The Medicare Opt Out Rate is Decreasing Among Mental Health Clinicians

Despite a flattening of reimbursement rates and other concerns about mental health care in Medicare, not only is the feared and/or believed flight of mental health clinicians from Medicare not occurring, but the the actual trend is clearly in the opposite direction. The number of mental health clinicians opting out of Medicare has reached its peak, and is now decreasing.

As of this writing, a total of 8,661 psychiatrists, psychologists, and clinical social workers have opted out.

Overall, it is estimated that fewer than 2% of available mental health clinicians have opted out of Medicare. Psychiatrists have opted out most (about 13%), with fewer than 3% of psychologists opting out, and only about .6% of social workers opting out.

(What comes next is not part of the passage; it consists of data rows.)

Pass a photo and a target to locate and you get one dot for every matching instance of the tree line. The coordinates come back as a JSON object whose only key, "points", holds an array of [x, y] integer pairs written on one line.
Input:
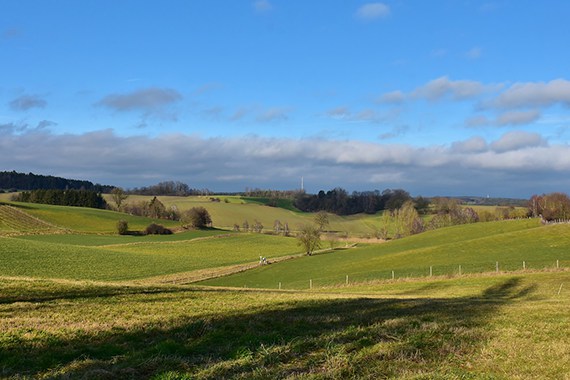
{"points": [[170, 188], [71, 197], [339, 201], [14, 181]]}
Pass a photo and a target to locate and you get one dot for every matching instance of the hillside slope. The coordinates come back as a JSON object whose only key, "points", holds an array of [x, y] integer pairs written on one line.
{"points": [[14, 220], [476, 248]]}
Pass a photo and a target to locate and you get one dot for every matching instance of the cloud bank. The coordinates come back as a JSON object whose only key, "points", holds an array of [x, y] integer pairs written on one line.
{"points": [[517, 164]]}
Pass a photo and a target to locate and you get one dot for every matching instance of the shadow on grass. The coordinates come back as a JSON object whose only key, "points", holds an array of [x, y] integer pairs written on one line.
{"points": [[325, 338]]}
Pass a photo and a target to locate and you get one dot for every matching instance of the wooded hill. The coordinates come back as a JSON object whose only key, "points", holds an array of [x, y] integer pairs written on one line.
{"points": [[13, 181]]}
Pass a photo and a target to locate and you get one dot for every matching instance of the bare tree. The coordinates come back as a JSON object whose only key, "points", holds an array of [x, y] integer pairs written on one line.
{"points": [[321, 219], [118, 195], [309, 237]]}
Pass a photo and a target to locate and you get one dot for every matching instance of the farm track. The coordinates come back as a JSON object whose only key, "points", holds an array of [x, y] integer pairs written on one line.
{"points": [[17, 222], [210, 273]]}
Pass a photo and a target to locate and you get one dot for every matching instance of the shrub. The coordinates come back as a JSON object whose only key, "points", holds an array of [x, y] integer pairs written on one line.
{"points": [[122, 227], [157, 229], [196, 217]]}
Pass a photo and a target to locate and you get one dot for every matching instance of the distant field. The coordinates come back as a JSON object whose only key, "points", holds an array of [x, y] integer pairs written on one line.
{"points": [[237, 210], [87, 220], [475, 247], [64, 256], [495, 327]]}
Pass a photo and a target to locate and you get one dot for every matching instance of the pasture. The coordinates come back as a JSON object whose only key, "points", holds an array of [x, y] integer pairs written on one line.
{"points": [[505, 326], [476, 248], [78, 301], [127, 258]]}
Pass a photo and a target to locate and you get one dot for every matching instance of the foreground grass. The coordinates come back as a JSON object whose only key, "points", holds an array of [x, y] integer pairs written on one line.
{"points": [[497, 327], [65, 257]]}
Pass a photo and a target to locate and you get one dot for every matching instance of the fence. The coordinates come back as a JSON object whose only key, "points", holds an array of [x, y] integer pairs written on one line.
{"points": [[424, 272]]}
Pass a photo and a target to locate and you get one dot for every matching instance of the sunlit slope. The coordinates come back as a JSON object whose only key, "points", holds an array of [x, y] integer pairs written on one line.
{"points": [[15, 220], [476, 248], [84, 219], [64, 258]]}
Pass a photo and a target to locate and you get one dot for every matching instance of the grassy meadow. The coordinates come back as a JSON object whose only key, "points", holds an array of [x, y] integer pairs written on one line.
{"points": [[488, 327], [79, 301], [129, 258], [476, 248]]}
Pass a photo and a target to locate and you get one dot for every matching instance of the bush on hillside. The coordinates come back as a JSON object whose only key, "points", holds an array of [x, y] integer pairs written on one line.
{"points": [[196, 217], [157, 229], [122, 227]]}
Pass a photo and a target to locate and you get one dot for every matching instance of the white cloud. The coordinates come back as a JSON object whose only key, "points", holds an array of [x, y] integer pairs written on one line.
{"points": [[444, 87], [339, 113], [478, 121], [147, 99], [373, 11], [273, 114], [394, 97], [472, 145], [534, 94], [26, 102], [508, 166], [518, 117], [517, 140]]}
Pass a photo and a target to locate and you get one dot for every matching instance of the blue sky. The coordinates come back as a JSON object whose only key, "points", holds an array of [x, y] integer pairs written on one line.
{"points": [[436, 97]]}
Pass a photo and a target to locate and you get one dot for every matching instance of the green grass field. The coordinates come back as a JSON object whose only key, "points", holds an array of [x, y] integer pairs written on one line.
{"points": [[95, 305], [128, 258], [475, 247], [496, 327]]}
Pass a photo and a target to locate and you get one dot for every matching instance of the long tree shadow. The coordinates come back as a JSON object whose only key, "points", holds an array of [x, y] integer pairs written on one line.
{"points": [[338, 338]]}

Sources used to estimate the number of licensed clinicians in these disciplines are here for social workers, here for clinical psychologists, and here for psychiatrists.

The number opting out peaked in 2016, and decreased in the two years since then.

The trend is the same across these three mental health disciplines, which together provide almost 98% of the psychotherapy received by Medicare beneficiaries.

Data source: Data.CMS.gov

It is worth asking, even in the context of flat rates and other perceived and actual risks, why is it that any loss of mental health clinicians in Medicare seems to have been stemmed? Could this be reproduced in other systems of care? Speculations and comments are welcome! In the mean time, Medicare beneficiaries ought to take heart. You’re able to have considerable freedom of choice to see a local mental health specialist for about an $18 co-insurance payment for almost an hour of therapy (less if you have a secondary insurance)!